Reliability of references
Early research on the reliability of the employment reference produced pessimistic results (Muchinsky, 1979). For example, a study examining letters of recommendation in the US civil service found that different ratings from different referees correlated only at 0.40
(Mosel & Goheen, 1959). This is somewhat lower than but still comparable to that obtained in multi-source or 360-degree feedback settings, where the inter-rater reliability can approach 0.60 (Murphy & Cleveland, 1995). This is to be expected as people may show different aspects of themselves to different people. As Murphy and Cleveland (1995) argue, there would be little point in using multiple sources if we expected them to provide the same information. This is a well-known contradiction in academic grading where exams are frequently double-marked by faculty only to agree similar marks in the end (Baird, Greatorex & Bell, 2004; Dracup, 1997).

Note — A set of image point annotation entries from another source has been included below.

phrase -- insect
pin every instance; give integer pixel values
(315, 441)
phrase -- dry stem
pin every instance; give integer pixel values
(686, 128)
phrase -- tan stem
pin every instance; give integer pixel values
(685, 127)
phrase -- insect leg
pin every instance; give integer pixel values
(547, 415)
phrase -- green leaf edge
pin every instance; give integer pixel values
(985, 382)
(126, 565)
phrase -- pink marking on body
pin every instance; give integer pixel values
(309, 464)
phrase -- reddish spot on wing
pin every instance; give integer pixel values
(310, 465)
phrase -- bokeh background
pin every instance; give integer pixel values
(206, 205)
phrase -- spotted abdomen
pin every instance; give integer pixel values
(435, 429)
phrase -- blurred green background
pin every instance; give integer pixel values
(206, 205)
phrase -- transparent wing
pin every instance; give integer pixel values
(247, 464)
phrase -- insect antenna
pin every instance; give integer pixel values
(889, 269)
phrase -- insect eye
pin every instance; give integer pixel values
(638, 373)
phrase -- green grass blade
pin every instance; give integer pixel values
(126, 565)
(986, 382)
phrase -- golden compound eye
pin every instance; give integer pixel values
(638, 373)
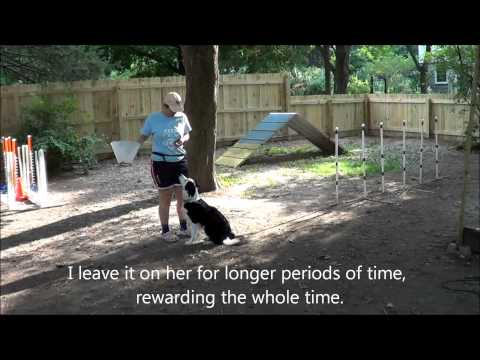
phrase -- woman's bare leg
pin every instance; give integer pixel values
(164, 205)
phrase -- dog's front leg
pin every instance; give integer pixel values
(194, 232)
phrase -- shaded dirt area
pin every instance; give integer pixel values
(109, 219)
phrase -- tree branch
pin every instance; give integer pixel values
(414, 58)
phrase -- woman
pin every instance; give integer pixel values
(170, 130)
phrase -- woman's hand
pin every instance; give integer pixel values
(182, 140)
(179, 142)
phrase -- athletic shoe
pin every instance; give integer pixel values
(168, 237)
(183, 233)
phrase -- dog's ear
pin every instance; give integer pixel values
(190, 188)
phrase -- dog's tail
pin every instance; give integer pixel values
(231, 240)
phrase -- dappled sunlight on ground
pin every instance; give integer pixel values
(287, 217)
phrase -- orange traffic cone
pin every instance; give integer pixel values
(19, 193)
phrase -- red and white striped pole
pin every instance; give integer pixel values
(382, 162)
(404, 169)
(336, 163)
(436, 147)
(363, 162)
(421, 152)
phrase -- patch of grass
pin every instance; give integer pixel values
(227, 180)
(250, 192)
(271, 150)
(347, 167)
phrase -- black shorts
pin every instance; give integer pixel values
(165, 174)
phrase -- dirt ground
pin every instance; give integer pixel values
(109, 219)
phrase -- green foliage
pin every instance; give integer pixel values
(307, 80)
(50, 124)
(129, 61)
(459, 59)
(262, 58)
(358, 86)
(48, 63)
(390, 62)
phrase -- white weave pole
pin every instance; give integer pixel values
(43, 168)
(421, 152)
(336, 163)
(26, 167)
(37, 172)
(21, 166)
(381, 157)
(363, 162)
(436, 147)
(403, 155)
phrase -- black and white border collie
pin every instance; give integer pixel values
(200, 215)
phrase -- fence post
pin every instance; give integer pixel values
(115, 114)
(366, 114)
(329, 113)
(286, 83)
(428, 115)
(286, 88)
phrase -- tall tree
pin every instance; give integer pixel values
(342, 62)
(422, 67)
(474, 118)
(328, 66)
(201, 71)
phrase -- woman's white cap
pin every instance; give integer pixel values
(174, 101)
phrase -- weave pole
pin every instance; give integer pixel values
(403, 155)
(436, 147)
(43, 179)
(381, 157)
(33, 180)
(421, 152)
(336, 163)
(363, 162)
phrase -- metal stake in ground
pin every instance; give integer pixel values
(381, 157)
(403, 155)
(421, 152)
(336, 163)
(436, 147)
(363, 162)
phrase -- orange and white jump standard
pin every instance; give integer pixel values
(25, 173)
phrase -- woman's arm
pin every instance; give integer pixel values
(182, 140)
(141, 139)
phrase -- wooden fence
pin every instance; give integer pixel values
(117, 109)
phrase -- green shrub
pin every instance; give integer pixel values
(358, 86)
(50, 124)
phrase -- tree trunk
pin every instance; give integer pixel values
(422, 68)
(325, 49)
(342, 61)
(201, 71)
(181, 67)
(468, 143)
(424, 72)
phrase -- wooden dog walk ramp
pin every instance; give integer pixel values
(264, 131)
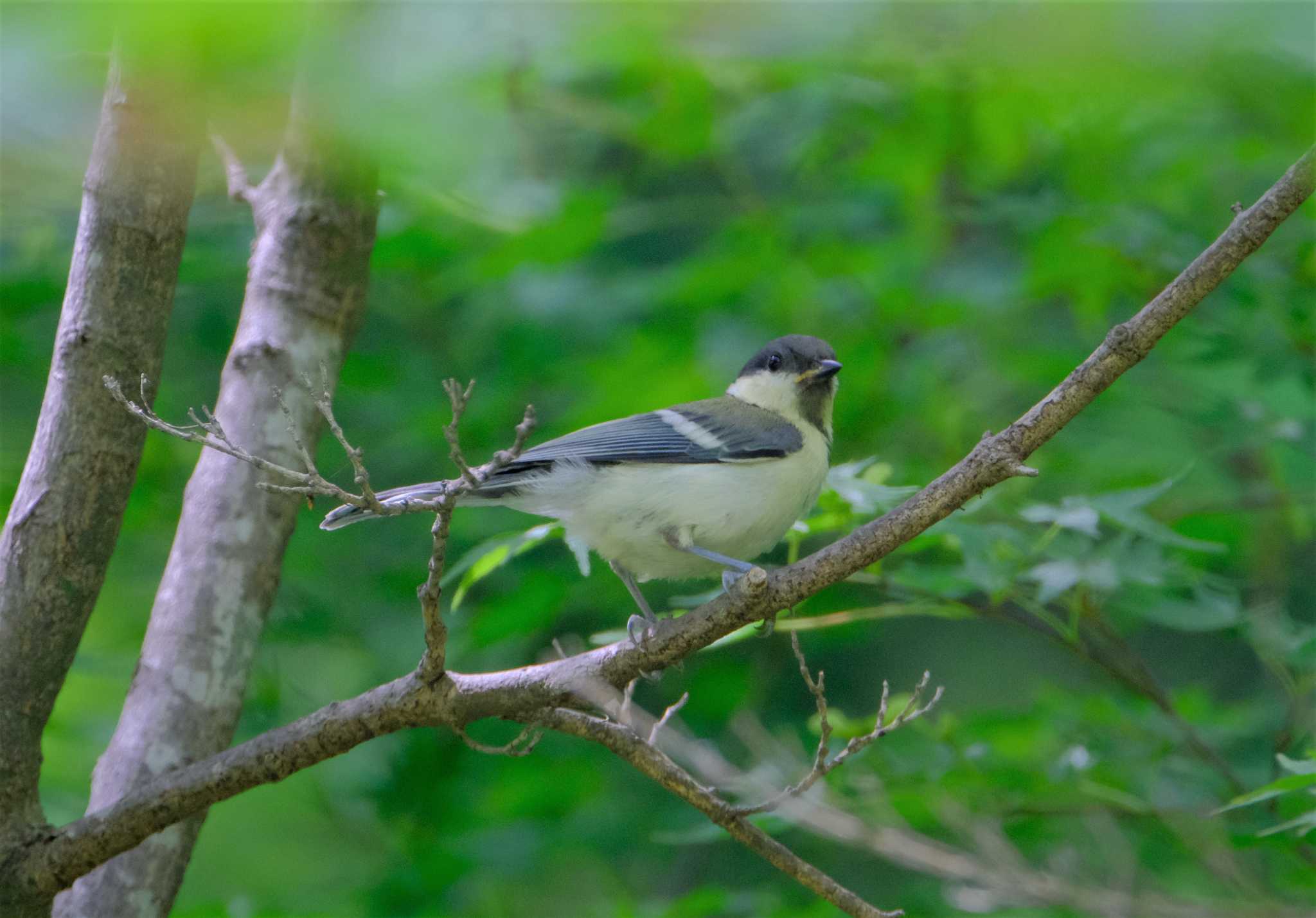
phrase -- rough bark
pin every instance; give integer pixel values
(315, 217)
(66, 514)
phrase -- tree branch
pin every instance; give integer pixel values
(650, 762)
(65, 518)
(537, 692)
(306, 291)
(821, 763)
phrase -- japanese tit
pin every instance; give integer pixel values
(693, 491)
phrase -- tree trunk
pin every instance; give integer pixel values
(315, 218)
(66, 514)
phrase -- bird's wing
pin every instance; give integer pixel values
(729, 431)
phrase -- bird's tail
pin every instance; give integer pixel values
(346, 514)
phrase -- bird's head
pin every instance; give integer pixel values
(794, 375)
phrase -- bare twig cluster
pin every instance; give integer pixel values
(207, 431)
(823, 764)
(436, 633)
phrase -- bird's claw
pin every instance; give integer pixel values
(729, 579)
(640, 630)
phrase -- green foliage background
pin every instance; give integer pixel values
(606, 208)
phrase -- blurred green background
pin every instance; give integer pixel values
(607, 208)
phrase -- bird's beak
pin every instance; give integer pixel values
(824, 370)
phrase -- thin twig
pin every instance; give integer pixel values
(520, 746)
(240, 186)
(324, 403)
(433, 662)
(823, 766)
(649, 760)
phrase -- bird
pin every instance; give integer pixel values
(689, 492)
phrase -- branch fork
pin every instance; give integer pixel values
(207, 431)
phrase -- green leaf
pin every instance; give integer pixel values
(1072, 514)
(1297, 766)
(488, 556)
(1209, 610)
(1304, 824)
(1277, 788)
(1054, 577)
(861, 492)
(1125, 507)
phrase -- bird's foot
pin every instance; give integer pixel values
(729, 579)
(640, 630)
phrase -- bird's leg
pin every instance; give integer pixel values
(683, 542)
(649, 622)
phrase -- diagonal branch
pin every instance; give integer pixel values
(58, 856)
(821, 763)
(654, 764)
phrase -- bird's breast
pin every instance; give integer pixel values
(625, 513)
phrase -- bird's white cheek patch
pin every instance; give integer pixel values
(690, 429)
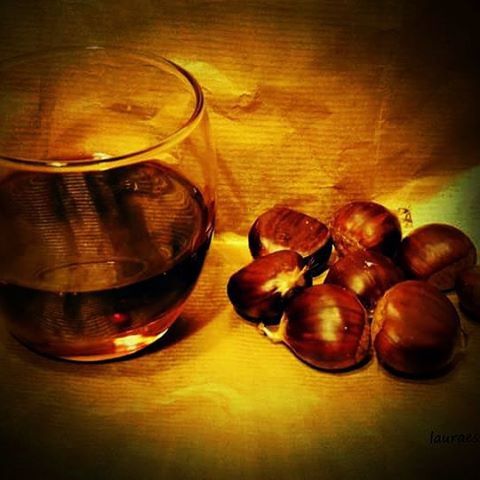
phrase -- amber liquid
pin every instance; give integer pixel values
(98, 265)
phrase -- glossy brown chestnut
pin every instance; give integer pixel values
(415, 329)
(258, 291)
(325, 326)
(436, 253)
(366, 226)
(281, 228)
(468, 290)
(367, 274)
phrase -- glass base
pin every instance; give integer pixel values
(102, 350)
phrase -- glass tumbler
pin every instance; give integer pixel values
(107, 178)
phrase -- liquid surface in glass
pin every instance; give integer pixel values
(96, 265)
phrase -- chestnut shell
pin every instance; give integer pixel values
(468, 291)
(282, 228)
(326, 326)
(367, 274)
(415, 329)
(436, 253)
(366, 226)
(258, 290)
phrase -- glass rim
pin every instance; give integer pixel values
(100, 162)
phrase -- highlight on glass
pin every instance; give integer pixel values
(107, 198)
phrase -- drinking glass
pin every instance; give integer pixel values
(107, 202)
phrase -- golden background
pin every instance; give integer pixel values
(312, 104)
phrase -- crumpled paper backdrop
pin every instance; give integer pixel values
(312, 103)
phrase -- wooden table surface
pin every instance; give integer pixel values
(312, 103)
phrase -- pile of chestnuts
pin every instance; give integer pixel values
(379, 292)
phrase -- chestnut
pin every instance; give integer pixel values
(281, 228)
(436, 253)
(366, 226)
(258, 291)
(367, 274)
(415, 329)
(326, 326)
(468, 291)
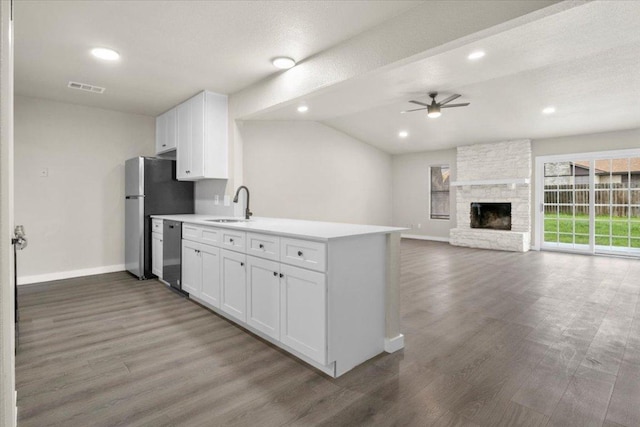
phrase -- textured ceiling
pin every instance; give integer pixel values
(173, 49)
(585, 61)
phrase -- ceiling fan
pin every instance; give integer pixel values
(433, 109)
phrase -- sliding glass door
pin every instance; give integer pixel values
(590, 202)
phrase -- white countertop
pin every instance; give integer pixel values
(314, 230)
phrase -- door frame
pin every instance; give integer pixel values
(8, 410)
(539, 191)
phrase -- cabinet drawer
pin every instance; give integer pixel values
(233, 240)
(263, 246)
(211, 236)
(156, 225)
(303, 253)
(191, 232)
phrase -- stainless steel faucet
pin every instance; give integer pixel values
(247, 212)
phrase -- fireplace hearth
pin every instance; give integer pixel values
(492, 216)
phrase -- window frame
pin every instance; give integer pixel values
(438, 216)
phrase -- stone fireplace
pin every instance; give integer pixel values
(492, 216)
(493, 196)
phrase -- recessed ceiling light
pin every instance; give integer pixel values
(106, 54)
(476, 55)
(283, 62)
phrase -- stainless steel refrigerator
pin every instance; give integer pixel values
(151, 188)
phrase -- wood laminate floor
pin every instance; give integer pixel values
(492, 339)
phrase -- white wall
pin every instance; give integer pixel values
(306, 170)
(411, 193)
(74, 218)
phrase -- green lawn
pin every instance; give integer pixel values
(615, 231)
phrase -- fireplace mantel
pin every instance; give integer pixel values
(516, 181)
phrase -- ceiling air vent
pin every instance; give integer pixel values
(85, 87)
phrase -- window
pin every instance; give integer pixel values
(440, 192)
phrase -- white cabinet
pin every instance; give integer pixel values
(233, 298)
(263, 296)
(321, 301)
(210, 257)
(166, 131)
(201, 271)
(191, 268)
(156, 254)
(202, 142)
(303, 312)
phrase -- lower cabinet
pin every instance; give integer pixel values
(233, 298)
(201, 271)
(156, 254)
(303, 312)
(263, 296)
(210, 257)
(191, 268)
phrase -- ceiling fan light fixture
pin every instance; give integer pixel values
(283, 62)
(433, 111)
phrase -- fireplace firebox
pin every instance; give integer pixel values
(494, 216)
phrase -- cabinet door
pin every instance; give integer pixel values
(183, 148)
(210, 256)
(156, 254)
(197, 136)
(161, 133)
(263, 296)
(234, 287)
(303, 306)
(191, 268)
(171, 129)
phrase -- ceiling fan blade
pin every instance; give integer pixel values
(409, 111)
(455, 105)
(419, 103)
(451, 98)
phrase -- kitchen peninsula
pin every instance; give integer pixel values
(325, 292)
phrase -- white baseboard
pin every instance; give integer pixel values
(38, 278)
(422, 237)
(391, 345)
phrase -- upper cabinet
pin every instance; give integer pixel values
(202, 142)
(166, 131)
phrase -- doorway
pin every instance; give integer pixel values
(589, 202)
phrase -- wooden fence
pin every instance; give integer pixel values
(610, 199)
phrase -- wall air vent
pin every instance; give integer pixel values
(85, 87)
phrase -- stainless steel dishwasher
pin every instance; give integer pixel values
(172, 254)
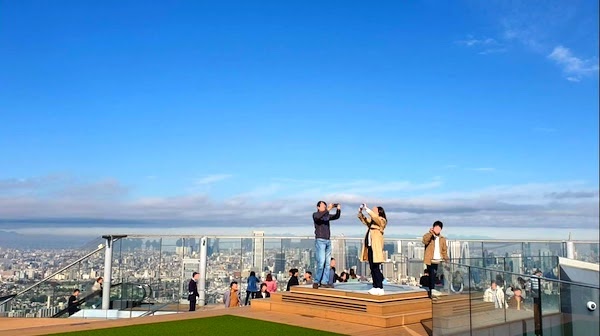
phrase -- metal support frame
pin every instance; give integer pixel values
(202, 280)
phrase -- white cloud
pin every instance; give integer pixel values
(471, 41)
(210, 179)
(486, 46)
(483, 169)
(544, 129)
(573, 67)
(548, 205)
(492, 51)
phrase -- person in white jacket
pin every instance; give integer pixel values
(495, 294)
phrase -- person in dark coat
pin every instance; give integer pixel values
(193, 290)
(293, 279)
(73, 303)
(263, 294)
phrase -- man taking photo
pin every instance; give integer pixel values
(321, 219)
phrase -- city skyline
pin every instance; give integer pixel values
(240, 117)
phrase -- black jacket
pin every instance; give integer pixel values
(292, 282)
(259, 295)
(321, 220)
(73, 305)
(193, 288)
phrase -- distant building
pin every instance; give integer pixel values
(259, 250)
(338, 249)
(279, 263)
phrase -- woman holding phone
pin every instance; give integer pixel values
(372, 250)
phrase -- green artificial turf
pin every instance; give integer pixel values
(225, 325)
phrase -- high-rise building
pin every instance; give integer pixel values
(352, 257)
(416, 251)
(286, 243)
(454, 250)
(465, 254)
(388, 271)
(259, 251)
(390, 248)
(279, 263)
(517, 263)
(338, 249)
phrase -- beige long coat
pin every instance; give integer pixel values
(430, 248)
(376, 226)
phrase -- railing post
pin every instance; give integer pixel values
(537, 308)
(470, 310)
(570, 250)
(202, 280)
(107, 273)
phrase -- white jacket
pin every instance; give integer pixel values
(488, 296)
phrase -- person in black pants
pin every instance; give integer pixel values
(293, 279)
(436, 251)
(73, 304)
(193, 290)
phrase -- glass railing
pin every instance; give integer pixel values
(43, 291)
(478, 300)
(165, 263)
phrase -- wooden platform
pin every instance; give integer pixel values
(390, 310)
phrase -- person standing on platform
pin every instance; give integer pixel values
(372, 250)
(73, 303)
(321, 219)
(193, 290)
(231, 298)
(252, 288)
(293, 279)
(436, 250)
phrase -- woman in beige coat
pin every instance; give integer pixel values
(372, 250)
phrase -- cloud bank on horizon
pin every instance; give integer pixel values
(64, 201)
(478, 113)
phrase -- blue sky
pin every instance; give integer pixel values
(188, 112)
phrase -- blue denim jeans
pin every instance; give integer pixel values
(323, 253)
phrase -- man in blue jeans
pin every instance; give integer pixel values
(321, 219)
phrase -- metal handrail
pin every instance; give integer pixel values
(357, 237)
(527, 276)
(101, 247)
(156, 308)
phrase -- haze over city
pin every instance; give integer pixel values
(119, 117)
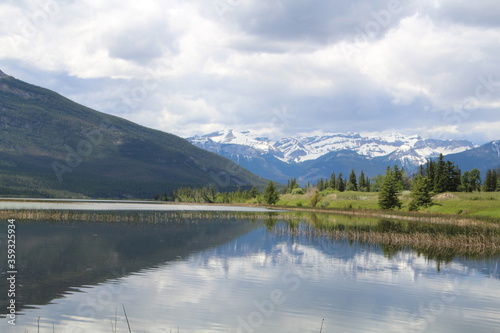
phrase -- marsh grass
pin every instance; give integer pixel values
(477, 204)
(434, 239)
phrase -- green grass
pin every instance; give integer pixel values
(477, 204)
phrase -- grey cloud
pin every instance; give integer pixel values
(318, 21)
(484, 13)
(141, 43)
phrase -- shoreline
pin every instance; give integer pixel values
(384, 214)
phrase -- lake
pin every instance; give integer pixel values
(245, 270)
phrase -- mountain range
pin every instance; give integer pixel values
(309, 158)
(51, 146)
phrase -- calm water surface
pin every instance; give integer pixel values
(229, 274)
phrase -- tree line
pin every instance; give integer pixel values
(432, 178)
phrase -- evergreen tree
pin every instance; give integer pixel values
(440, 176)
(361, 182)
(421, 193)
(388, 196)
(254, 192)
(475, 179)
(431, 171)
(368, 184)
(490, 182)
(315, 199)
(340, 183)
(271, 194)
(352, 185)
(453, 174)
(398, 178)
(465, 185)
(333, 183)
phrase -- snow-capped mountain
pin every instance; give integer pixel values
(318, 156)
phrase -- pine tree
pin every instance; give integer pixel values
(254, 192)
(340, 183)
(271, 194)
(421, 193)
(361, 182)
(440, 176)
(475, 179)
(490, 182)
(333, 181)
(388, 196)
(352, 185)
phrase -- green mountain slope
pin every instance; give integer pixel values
(53, 147)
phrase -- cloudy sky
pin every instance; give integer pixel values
(428, 67)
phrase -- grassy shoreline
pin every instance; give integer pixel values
(456, 208)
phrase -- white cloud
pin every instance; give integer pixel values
(231, 66)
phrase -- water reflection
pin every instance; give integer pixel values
(277, 274)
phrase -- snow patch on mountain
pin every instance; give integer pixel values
(406, 150)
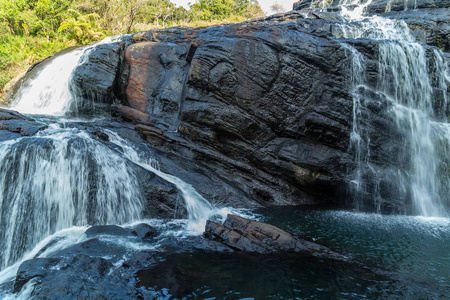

However, inter-rater agreements of 0.60 are low and mean that only 36% of the variance in candidates’ attributes is accounted for, leaving a substantial percentage of variance unexplained.
This low reliability has been explained in terms of evaluative biases (Feldman, 1981) attributable to the personality characteristics of the referee. Referees’ mood states when writing the reference will influence whether the reference is more or less positive (Judge & Higgins, 1998). This is in line with Fiske’s well-known finding that emotional labels, notably extreme ones, are used to categorize factual information about others (Fiske, 1980). Thus when referees retrieve information about candidates their judgement is already clouded by emotional information (often as simple and general as ‘good’ or ‘bad’). Some of the sources of such mood states are dispositional (e.g., emotionally stable and extraverted individuals more frequently experience positive affect states, whereas the opposite applies to neurotic, introverted people), and personality characteristics can have other (non-affective) effects on evaluations, too. Thus the ability, personality and values of the referee shape the unstructured reference so much that they have more to do with compatibility between the referee and candidate than the candidate’s suitability for the job. It is, however, noteworthy that little research has been conducted in this area, so these hypotheses are speculative.
More reliable information from reference letters can be obtained if different raters base their ratings and conclusions on the same information. For instance, as early as the 1940s the UK Civil Service Selection Board (CSSB) examined multiple references for the same candidates (e.g., from school, university, the armed forces and previous employment), written by different referees. Results showed that inter-reliabilities for a panel of five or six people can be as high as 0.73 (Wilson, 1948). However, few employers can afford to examine such detailed information. Furthermore, even if internal consistencies such as interrater reliabilities are adequate, that does not mean that employment references will be valid predictors of job-related outcomes. Indeed, the validity of references has been an equally important topic of concern when assessing the utility of this method in personnel selection.